The reporting requirements are specifically laid down for CbCR parents. It would be worthwhile to see how the Australian Taxation Office (ATO) would administer the penalties for late filing and/or non-compliance with CbCR when the reporting parent is an entity domiciled outside of Australia. Currently, there is no guidance on this in the recently introduced legislation.
However, there is a strong likelihood that such non-compliance penalties would be applied to the local Australian entity when the CbCR parent is not domiciled in Australia.

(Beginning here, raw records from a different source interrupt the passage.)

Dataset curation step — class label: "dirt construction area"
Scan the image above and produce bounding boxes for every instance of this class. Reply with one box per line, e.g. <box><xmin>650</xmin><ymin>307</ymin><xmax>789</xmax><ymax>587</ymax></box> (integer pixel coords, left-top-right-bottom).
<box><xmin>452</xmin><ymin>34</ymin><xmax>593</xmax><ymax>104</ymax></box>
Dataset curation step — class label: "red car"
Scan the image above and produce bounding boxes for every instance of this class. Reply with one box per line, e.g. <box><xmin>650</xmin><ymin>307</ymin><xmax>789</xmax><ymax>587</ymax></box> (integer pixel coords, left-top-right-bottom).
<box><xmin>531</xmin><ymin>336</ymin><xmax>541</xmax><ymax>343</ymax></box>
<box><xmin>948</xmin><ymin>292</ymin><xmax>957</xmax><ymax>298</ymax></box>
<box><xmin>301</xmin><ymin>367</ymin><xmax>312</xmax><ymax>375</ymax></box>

Public CbCR requirements mark a giant leap toward fostering transparency and ethical tax practices. It would be pivotal for multinational groups to proactively involve key stakeholders locally and internationally for the collation of such robust information prior to public disclosure.
Indirect Tax
Columbia increases e-invoicing audits and inspections for non-compliance
Excerpts from various sources
In 2024, the Colombian Tax Authority (DIAN) intensified audits and inspections focused on e-invoicing compliance. Failure to adhere to technical requirements for issuing or delivering e-invoices can lead to penalizing the taxpayers with the closure of business premises for a period of three days.
Alternatively, instead of closure, taxpayers can opt to pay a fine equivalent to 5% of their operational income of the previous month. DIAN plans to further increase such audits and inspections throughout the year.
Poland delays E-invoicing mandate
Excerpts from various sources
Initially planned for July 2024, the Polish e-invoicing system (KSeF) has been postponed due to problems in the system’s code, functionality and efficiency. The new implementation schedule for E-invoicing has been released as below:
- Mandatory from 1 February 2026 for entrepreneurs whose sales value (including the tax amount) exceeded PLN 200 million in 2025.
- For the rest of the entrepreneurs, it will be mandatory from 1 April 2026.
Romania expands E-invoicing mandate to include B2C transactions
Excerpts from various sources
The Romanian Ministry of Finance issued Urgent Ordinance 69/2024 on 21 June 2024 to include an e-invoicing mandate for business-to-consumer (B2C) transactions.
From January 2025, businesses must mandatorily use the RO e-invoicing system for B2C transactions. However, voluntary adoption began on 1 July 2024. The Ordinance further emphasizes the timely submission of invoices to the RO e-invoicing system within five days of issuance.
Exceptions apply to certain entities with implementation deadlines extended to 1 July 2025.
AG Capeta clarifies VAT treatment of EV charging through cards/apps
Excerpts from various sources
In April 2024, the Advocate General (AG) Capeta of the Court of Justice of the European Union (CJEU) issued her opinion in a case involving the VAT treatment of the supply of electricity between Charging Point Operator (CPO), the e-Mobility Service Provider (e-MSP) and the electric vehicle (EV) driver.
The AG’s opinion suggests that the provision of a card and an authentication app, which allow users to charge their EVs, should be considered a supply of goods under the commissionaire model. According to her, the provision of a card or app can be interpreted as an implicit instruction to e-MSP to purchase a specific quantity of electricity, and the supply of electricity in the transaction between the CPO and e-MSP is not different from that in the transaction between e-MSP and the EV driver. Accordingly, both supplies are subject to VAT.
It may be pertinent to note that CJEU had already ruled in 2023 that the charging of a vehicle must be considered a supply of goods consisting of the supply of electricity.